Nissan President and CEO Carlos Ghosn raked in $12.1 million last year, making him the highest paid executive in Japan, edging Sony CEO Howard Stringer by $1.4 million. Ghosn made another $1.7 million dollars from Nissan partner Renault SA, which he also leads. Nissan is Japan’s second-largest automaker and is responsible for 5.8 percent of the world’s new car market.
Ghosn’s total compensation, with stock options included, rose 10 percent from last year and was astronomically higher than CEOs of fellow domestic rivals Toyota and Honda. Toyota President Akio Toyoda pulled down $1.68 million last year while Honda CEO Takanobu Ito earned $1.6 million.
“If you compare our pay with Toyota’s or Honda’s, then obviously there are differences,” he told shareholders congregated near Nissan’s headquarters Wednesday. “We are following global metrics.”
While Ghosn is far and away the highest-earning CEO in the Japanese automotive industry, he’s far from the world’s highest-earning CEO running an automaker. That honor belongs to the Blue Oval’s leader in Dearborn, Alan Mulally, who earned $25.84 million last year in all. Fiat SpA and Chrysler Group CEO Sergio Marchionne was also above Ghosn, earning $17.55 million last year. Volkswagen AG’s Chairman of the Board of Management Martin Winterkorn also got paid more than Ghosn, earning $12.39 million last year.

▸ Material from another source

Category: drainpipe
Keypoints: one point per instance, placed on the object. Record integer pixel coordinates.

Just behind Ghosn is Daimler AG’s chairman Dieter Zetsche, who brought down $11.69 million last year, rounding out the industry’s top five highest-earning CEO’s in the automaking business.
Last week Ghosn announced a new six-year growth plan for a global market share and operating margin of eight percent this week. He was approved for an additional two-year term as Nissan president on Wednesday.